Grundoon looked at Poryt for a full minute before answering. The mayor was starting to sweat. “No” the orc lied, “the garrison has been ordered to stay put. This is a volunteer force.” Now it was the mayor’s turn to stare at Grundoon. His mouth opened a couple of times to talk but no words came out.
“Vorkelvale is a tiny hamlet. Where on earth did you find nearly five thousand volunteers to march all the way across the country?” Poryt was right on the border of incredulous admiration for the charisma of the baron and creeping suspicion that the orc was lying.
Grundoon smiled broadly and laughed a little, trying to be reassuring. “Some are mercenaries. They fight for coin, not country. The rest were just lucky enough to be in the right place at the right time for me find them and persuade them to fight for Slothjemia.”
The mayor was still on the border but opted not to push the issue. “Can I offer you a drink, Baron von Vorkel?” He reached for the bottle of spirits on a shelf behind him.
Grundoon waved his hand. “No, no. Thank you Lord Mayor.” Grundoon stood and motioned for Jandle to open the door. “I need to rest. Tomorrow is another long day on the march.” The mayor stood quickly and shook Grundoon’s hand.
“Thank you general. Perhaps another time then.” He smiled broadly. He had met the baron on a number of social occasions here in town, including the party at which Grundoon had met Aggrylia. He had always liked him. Feared him as well, but more respect than terror. “If you require anything at all please let me know. You know, one of my sons-in-law is an orc.”
“What a coincidence. All of mine are too.” Grundoon replied with just a hint of exasperation. “We’ll leave around sunrise. Thank you for your hospitality.” Grundoon took his leave and, followed by Jandle, walked out into the central courtyard of the city and found his bedroll. Jandle had laid it out near the fountain. The horses had all watered for the night and now members of the axe infantry were slumbering all around the fountain and throughout the square. Grundoon fell asleep quickly.
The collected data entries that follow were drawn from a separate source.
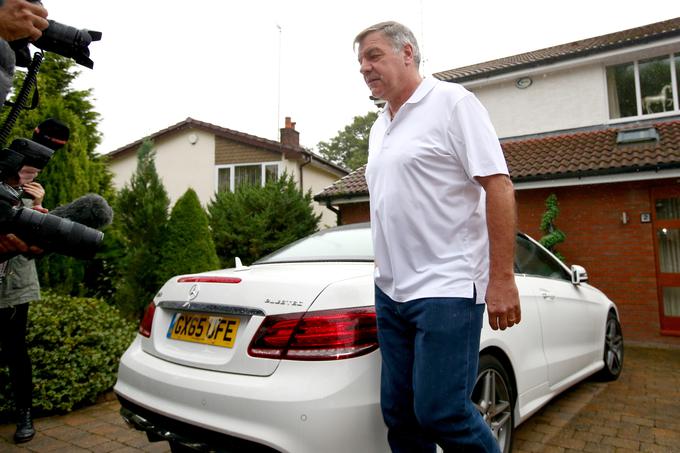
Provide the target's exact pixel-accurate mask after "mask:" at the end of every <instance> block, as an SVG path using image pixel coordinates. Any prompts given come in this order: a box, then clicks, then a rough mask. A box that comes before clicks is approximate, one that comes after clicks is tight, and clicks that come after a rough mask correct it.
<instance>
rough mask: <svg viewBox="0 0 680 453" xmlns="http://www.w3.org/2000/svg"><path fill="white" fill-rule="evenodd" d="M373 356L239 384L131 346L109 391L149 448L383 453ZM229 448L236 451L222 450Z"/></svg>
mask: <svg viewBox="0 0 680 453" xmlns="http://www.w3.org/2000/svg"><path fill="white" fill-rule="evenodd" d="M379 354H380V353H379V352H378V351H374V352H372V353H370V354H368V355H366V356H363V357H357V358H353V359H346V360H336V361H322V362H298V361H283V362H281V364H280V365H279V367H278V369H277V370H276V371H275V372H274V373H273V374H272V375H271V376H267V377H262V376H244V375H237V374H229V373H222V372H216V371H209V370H200V369H196V368H191V367H187V366H182V365H178V364H175V363H171V362H167V361H165V360H162V359H158V358H156V357H154V356H152V355H149V354H147V353H145V352H144V351H142V349H141V344H140V341H139V338H138V339H137V340H135V341H134V342H133V344H132V345H131V346H130V348H128V350H127V351H126V352H125V354H124V355H123V357H122V358H121V362H120V367H119V370H118V381H117V382H116V385H115V387H114V390H115V392H116V394H117V395H118V397H119V399H120V400H121V405H122V407H123V409H124V410H123V411H122V412H121V415H123V417H124V418H126V419H128V420H129V421H130V422H131V424H132V425H133V426H135V427H136V428H138V429H142V430H143V431H146V432H147V433H150V439H151V440H161V439H167V440H172V441H174V442H178V443H182V444H185V445H187V446H190V445H191V444H193V443H198V444H200V443H204V444H209V447H210V448H211V449H214V450H216V451H224V452H230V451H239V452H250V451H258V452H259V451H262V452H272V451H280V452H292V453H318V452H320V451H323V452H325V453H333V452H338V453H340V452H343V453H344V452H347V451H357V452H359V451H361V452H364V451H365V452H368V451H370V452H375V453H378V452H389V447H388V445H387V432H386V428H385V426H384V423H383V421H382V416H381V414H380V405H379V395H380V390H379V388H380V381H379V380H380V377H379V374H380V355H379ZM165 433H167V436H166V435H165ZM206 439H207V440H206ZM234 442H236V443H237V444H238V446H239V447H240V449H236V450H234V449H232V450H229V449H228V448H230V445H232V444H234ZM239 442H243V444H241V443H239ZM215 443H216V444H215ZM234 445H236V444H234ZM246 446H247V447H248V448H250V449H246Z"/></svg>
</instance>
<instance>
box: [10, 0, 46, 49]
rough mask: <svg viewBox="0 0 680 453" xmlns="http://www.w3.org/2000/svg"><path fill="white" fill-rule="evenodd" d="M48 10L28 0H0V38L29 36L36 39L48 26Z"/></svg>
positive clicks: (17, 38) (12, 38)
mask: <svg viewBox="0 0 680 453" xmlns="http://www.w3.org/2000/svg"><path fill="white" fill-rule="evenodd" d="M46 18H47V10H46V9H45V8H43V6H42V5H41V4H39V3H30V2H28V1H26V0H0V38H2V39H4V40H5V41H14V40H16V39H22V38H29V39H30V40H31V41H35V40H36V39H38V38H40V36H41V35H42V31H43V30H44V29H46V28H47V26H48V25H49V23H48V22H47V19H46Z"/></svg>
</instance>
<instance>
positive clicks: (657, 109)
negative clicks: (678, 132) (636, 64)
mask: <svg viewBox="0 0 680 453" xmlns="http://www.w3.org/2000/svg"><path fill="white" fill-rule="evenodd" d="M639 70H640V93H641V95H642V113H643V114H650V113H659V112H666V111H669V110H673V108H674V107H673V89H672V88H671V65H670V59H669V58H668V57H661V58H653V59H651V60H643V61H640V64H639Z"/></svg>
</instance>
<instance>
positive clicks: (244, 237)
mask: <svg viewBox="0 0 680 453" xmlns="http://www.w3.org/2000/svg"><path fill="white" fill-rule="evenodd" d="M208 217H209V221H210V227H211V229H212V233H213V239H214V241H215V247H216V248H217V255H218V256H219V257H220V260H221V261H222V264H223V265H224V266H233V264H234V257H236V256H238V257H239V258H241V261H242V262H243V263H244V264H250V263H252V262H253V261H255V260H257V259H258V258H261V257H263V256H265V255H267V254H269V253H271V252H273V251H274V250H276V249H278V248H281V247H283V246H284V245H286V244H289V243H291V242H293V241H295V240H297V239H300V238H303V237H305V236H307V235H309V234H311V233H313V232H315V231H317V230H318V223H319V219H320V218H321V215H320V214H315V213H314V209H313V208H312V194H311V191H307V193H302V191H300V189H299V188H298V185H297V183H296V182H295V180H294V179H293V177H292V176H289V175H288V174H285V173H284V175H283V176H282V177H281V178H279V179H278V180H276V181H269V182H268V183H267V184H266V185H265V186H264V187H259V186H252V185H244V186H240V187H239V188H238V189H237V190H236V191H235V192H229V191H225V192H218V193H217V194H216V196H215V199H214V200H213V201H211V202H210V204H209V205H208Z"/></svg>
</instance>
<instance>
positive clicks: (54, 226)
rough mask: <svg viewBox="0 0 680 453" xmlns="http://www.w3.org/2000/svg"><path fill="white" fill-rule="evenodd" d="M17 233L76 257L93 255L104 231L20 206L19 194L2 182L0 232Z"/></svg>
mask: <svg viewBox="0 0 680 453" xmlns="http://www.w3.org/2000/svg"><path fill="white" fill-rule="evenodd" d="M8 233H14V234H16V235H17V236H19V237H20V238H21V239H22V240H23V241H24V242H26V243H27V244H31V245H35V246H37V247H40V248H41V249H43V250H44V251H45V252H54V253H59V254H61V255H66V256H72V257H75V258H82V259H89V258H92V257H93V256H94V255H95V253H97V250H98V249H99V245H100V244H101V242H102V241H103V240H104V233H102V232H101V231H99V230H95V229H94V228H90V227H87V226H85V225H83V224H81V223H77V222H73V221H71V220H69V219H64V218H61V217H58V216H55V215H51V214H43V213H42V212H38V211H36V210H34V209H30V208H24V207H22V206H21V200H20V198H19V194H18V192H17V191H15V190H14V189H13V188H12V187H10V186H9V185H7V184H5V183H0V234H8Z"/></svg>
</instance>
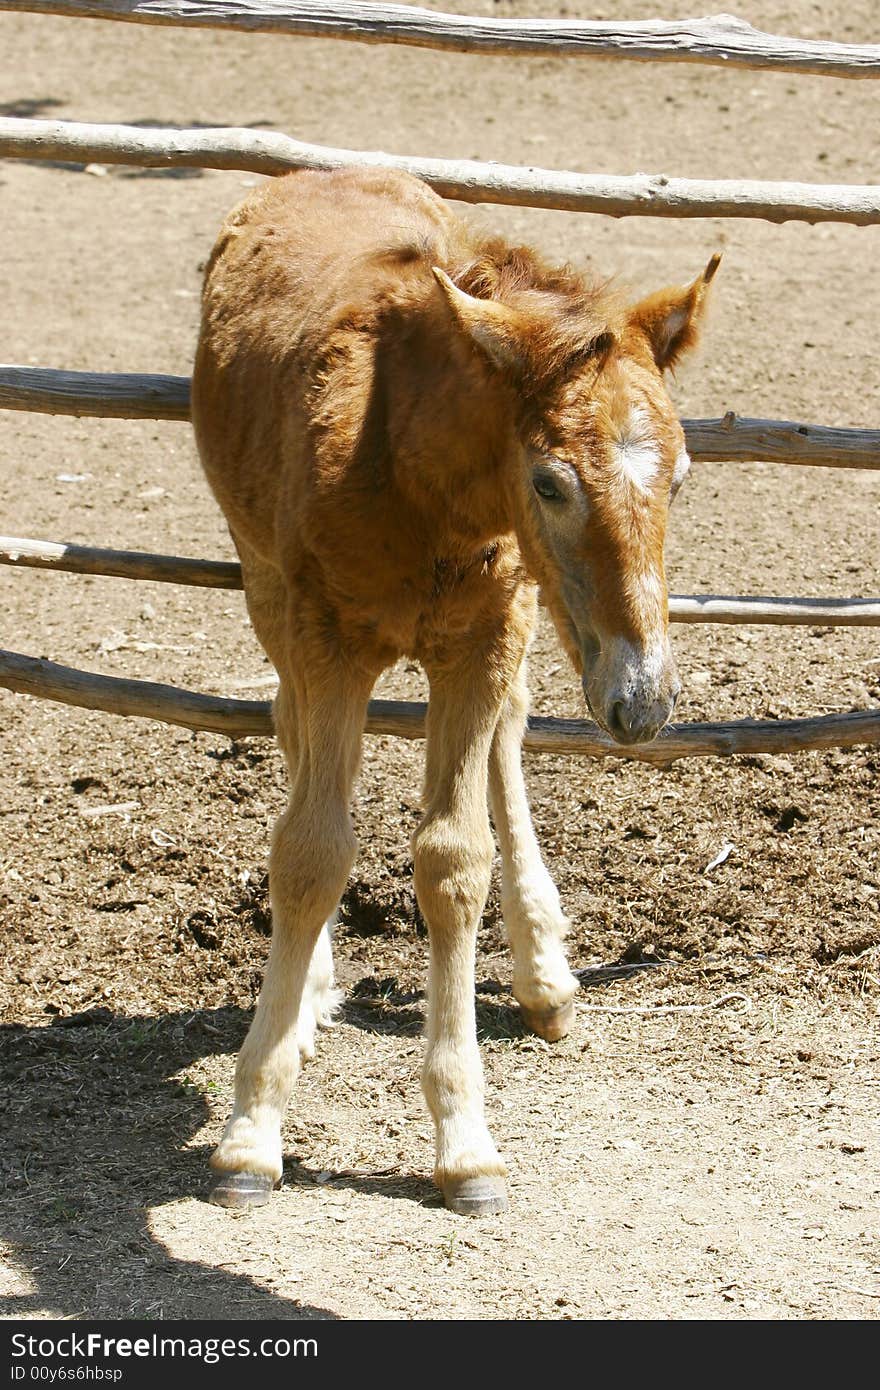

Down every street in town there were sleeping soldiers. There was enough room for a horse and cart to roll down the main avenues, but the alleys and side streets were clogged with snoring, snorting troops. The local constabulary weren’t sure what to do so they did their best to tiptoe around the sleeping army to do their nightly patrols. With that many heavily armed individuals scattered around it was not a good night for criminal activity and the constables had an uneventful if slightly nerve-wracking night of trying not to step on anyone.
With no need for a picket or sentry duty the entire army awoke rested and ready for another day on the road. Just as the sun was rising the individual unit buglers each sounded reveille. This had the effect of waking up the entire city and soon everyone had turned out to see the column off on its’ journey. The patrol didn’t have to worry about being quiet or stealthy, so they formed up properly amid the shouts of officers and commands of the sergeants. The only difference was that the three portions of cavalry switched up their roles. The second was now first, the third was now second, and the first was now bringing up the rear. They had a good march ahead. Tonight they should arrive at Kernschloss, the first dwarven enclave to have joined Slothjemia almost three hundred years ago. The question Grundoon had mulling about in his mind was “how these dwarves would react to this army coming through on their way to fight dwarves?” It was something he would think about at great length during the day.